F.P.: Questo è un concetto interessante, anche perché entrare in quest’idea, in questa forma mentale, cambia tutto il modo in cui si fanno le cose. Ci rifletto perché al Salone del Libro di Torino ho parlato di saggistica digitale e i miei dieci/quindici minuti li ho dedicati a come fare marketing per questo settore. Per me la miglior comunicazione per questo genere è la presenza dell’autore laddove c’è dibattito. Perché la saggistica è sempre la cristallizzazione di un pensiero che si fa nel confronto con le altre persone. Se penso alla saggistica di ricerca questa nasce dopo le lezioni universitarie, dopo i confronti con gli studenti, dopo i seminari, dopo i convegni, le occasioni di incontro con i ricercatori e la comunità dei pari. Adesso una buona parte di quella pratica del pensiero si sposta nell’ambiente digitale e quello è davvero il marketing. Non solo la promozione del prodotto editoriale, ma il marketing diventa l’esplicitazione del lavoro. Rintracciarne la genealogia è importante. La raccolta di Giap può essere una pietra di paragone per questo tipo di lavoro. È un prodotto di saggistica che puoi ritrovare gratuitamente in rete ma che compri perché all’interno è stata fatta un’operazione di montaggio che ha stabilito delle traiettorie attraverso un pensiero. Quando lo leggi in realtà è come ripercorrere tutto quel pensiero, quella palestra, quegli esercizi in cui ti ritrovi e ti ci specchi se hai seguito quel percorso.

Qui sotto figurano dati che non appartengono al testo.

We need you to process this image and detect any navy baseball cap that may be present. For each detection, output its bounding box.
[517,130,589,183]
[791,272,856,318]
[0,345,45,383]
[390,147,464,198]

B.M.N.: centri un buon punto e ci ritrovo una diatriba annosa per me che non vengo dal mondo della cultura e del giornalismo culturale, in cui mi sono ritrovato per una serie di cose. Da questo punto di vista Wu Ming, nei cui confronti come autore ho un rapporto un po’ di amore/odio a livello di stile, anche se li seguo da Luther Blisset e ancora prima.

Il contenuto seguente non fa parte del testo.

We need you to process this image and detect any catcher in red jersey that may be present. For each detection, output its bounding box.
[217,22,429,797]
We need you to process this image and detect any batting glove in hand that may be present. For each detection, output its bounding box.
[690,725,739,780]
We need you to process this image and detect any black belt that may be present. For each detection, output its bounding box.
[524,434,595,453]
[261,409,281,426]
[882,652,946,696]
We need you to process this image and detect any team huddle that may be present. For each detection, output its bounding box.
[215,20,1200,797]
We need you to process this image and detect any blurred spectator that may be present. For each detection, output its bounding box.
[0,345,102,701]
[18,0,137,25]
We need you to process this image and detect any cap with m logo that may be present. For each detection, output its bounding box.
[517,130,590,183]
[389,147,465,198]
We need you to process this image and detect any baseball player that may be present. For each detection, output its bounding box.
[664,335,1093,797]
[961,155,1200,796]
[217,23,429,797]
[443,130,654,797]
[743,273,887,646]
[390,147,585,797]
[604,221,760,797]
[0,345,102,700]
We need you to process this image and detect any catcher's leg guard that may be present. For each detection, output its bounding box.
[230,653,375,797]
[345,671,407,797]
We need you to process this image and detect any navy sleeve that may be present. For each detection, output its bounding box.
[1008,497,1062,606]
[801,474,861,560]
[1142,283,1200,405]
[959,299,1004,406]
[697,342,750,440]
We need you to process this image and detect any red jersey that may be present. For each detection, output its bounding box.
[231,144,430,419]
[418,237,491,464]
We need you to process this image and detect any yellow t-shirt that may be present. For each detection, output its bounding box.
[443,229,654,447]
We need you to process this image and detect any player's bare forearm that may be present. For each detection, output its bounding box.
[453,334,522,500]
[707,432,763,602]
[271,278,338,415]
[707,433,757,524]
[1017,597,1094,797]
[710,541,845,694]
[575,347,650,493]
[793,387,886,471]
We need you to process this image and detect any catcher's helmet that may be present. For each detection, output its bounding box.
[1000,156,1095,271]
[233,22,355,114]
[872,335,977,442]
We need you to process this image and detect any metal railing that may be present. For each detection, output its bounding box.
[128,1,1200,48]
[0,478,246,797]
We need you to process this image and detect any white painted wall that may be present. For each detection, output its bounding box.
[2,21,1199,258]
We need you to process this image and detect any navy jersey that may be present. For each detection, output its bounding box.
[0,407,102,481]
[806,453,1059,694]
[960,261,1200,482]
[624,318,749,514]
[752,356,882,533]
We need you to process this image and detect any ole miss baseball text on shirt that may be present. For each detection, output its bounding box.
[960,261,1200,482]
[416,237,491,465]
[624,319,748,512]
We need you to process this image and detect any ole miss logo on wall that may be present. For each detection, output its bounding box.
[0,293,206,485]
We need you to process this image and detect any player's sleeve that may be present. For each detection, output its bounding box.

Però io sono molto convinto che loro siano in Italia l’avanguardia di questo tipo di approccio e che fra 20 anni non so fino a che punto verranno ricordati per i loro romanzi. Ma questa operazione, questo progetto che incarnano segnerà la differenza tra ciò che c’era prima e ciò che ci sarà dopo.
F.P.: al di là del valore letterario, quello che è importante di quell’esperienza è l’idea di progetto culturale. Quando i Wu Ming hanno iniziato Giap non c’erano molti progetti culturali così coerenti e solidi. Giap ha aperto una strada che molti hanno seguito, anche se ancora sono pochi i luoghi della Rete che possono vantare un analogo livello nel dibattito.
B.M.N.: si, lo è stato Carmilla per un certo periodo ma in modo diverso.
F.P.: anche se la logica di Carmilla, senza nulla toglierle, è stata molto meno innovativa.